The U.S. Senate passed legislation that would ease constraints on regional and community banks while mostly snubbing Wall Street, giving the finance industry its best chance in years of rolling back rules adopted in the wake of the 2008 crisis.
The bipartisan bill crafted by Senate Banking Committee Chairman Mike Crapo frees smaller lenders from some of the toughest requirements of the Dodd-Frank Act, striking them from the ranks of banks deemed too big to fail.
"This bill is a bipartisan compromise," Mr. Crapo, an Idaho Republican, said on the Senate floor before the bill's passage. "At a time of intense political polarization, we have proven we can work together to get things done."
The 67-31 Senate vote shifts attention to the House of Representatives, where members will have to pass their own version of the bill. If the House makes significant changes, differences will have to be resolved before both chambers can adopt revised legislation. The White House issued a statement within minutes of the bill clearing the Senate that said President Donald J. Trump supports it and would sign it into law.

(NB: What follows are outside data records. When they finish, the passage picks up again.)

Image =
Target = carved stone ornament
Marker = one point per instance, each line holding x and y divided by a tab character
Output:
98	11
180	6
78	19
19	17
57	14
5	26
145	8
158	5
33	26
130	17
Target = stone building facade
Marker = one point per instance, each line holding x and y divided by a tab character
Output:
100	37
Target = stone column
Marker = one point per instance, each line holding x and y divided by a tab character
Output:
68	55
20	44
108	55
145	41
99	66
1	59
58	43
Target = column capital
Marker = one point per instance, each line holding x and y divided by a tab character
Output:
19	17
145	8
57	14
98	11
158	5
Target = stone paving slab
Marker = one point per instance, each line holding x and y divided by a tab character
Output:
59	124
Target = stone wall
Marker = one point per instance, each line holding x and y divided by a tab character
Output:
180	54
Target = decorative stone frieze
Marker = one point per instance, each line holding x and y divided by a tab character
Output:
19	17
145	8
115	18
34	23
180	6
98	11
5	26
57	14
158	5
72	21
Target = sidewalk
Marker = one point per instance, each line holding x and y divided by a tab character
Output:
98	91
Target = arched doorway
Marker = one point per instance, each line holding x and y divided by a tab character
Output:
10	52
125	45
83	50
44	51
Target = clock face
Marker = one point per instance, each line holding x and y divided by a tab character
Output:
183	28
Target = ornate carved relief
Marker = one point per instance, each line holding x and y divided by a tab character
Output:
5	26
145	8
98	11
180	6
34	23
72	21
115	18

"The bill provides much needed relief from the Dodd-Frank Act for thousands of community banks and credit unions, and will spur lending and economic growth without creating risks to the financial system," the statement said.
Getting it to President Trump's desk could be tricky. House Financial Services Committee Committee Chairman Jeb Hensarling, one of Dodd-Frank's most vocal critics in Congress, has said he wants to include bigger revisions to post-crisis financial rules than those that were passed by the Senate. At the same time, moderate Democrats who helped Crapo push his bill through the Senate have warned that any changes could jeopardize their support.
The Senate legislation would raise to $250 billion from $50 billion the asset threshold for banks to be designated as systemically important financial institutions, a status that subjects them to stricter Federal Reserve supervision. That would free American Express Co., BB&T Corp., KeyCorp and other companies from many of the compliance costs associated with being deemed too big to fail.
Banks with less than $10 billion in assets would be exempt from Volcker Rule restrictions on trading with their own capital. Mr. Crapo's bill also scraps a provision in the rule named for former Federal Reserve Chairman Paul Volcker that bars hedge funds from sharing names with affiliated banks. BlackRock Inc., the world's largest asset manager, is among firms that lobbied for that change.
Mr. Hensarling has identified more than two dozen measures that he would like added to the final bill. One would make it easier for heirs whose money is run by a family office to invest in hedge funds, private-equity firms and other potentially lucrative investments. Another would exempt banks with less than $50 billion in assets from Consumer Financial Protection Bureau supervision. Others would toughen rules for proxy advisory firms and change the living-will process for banks.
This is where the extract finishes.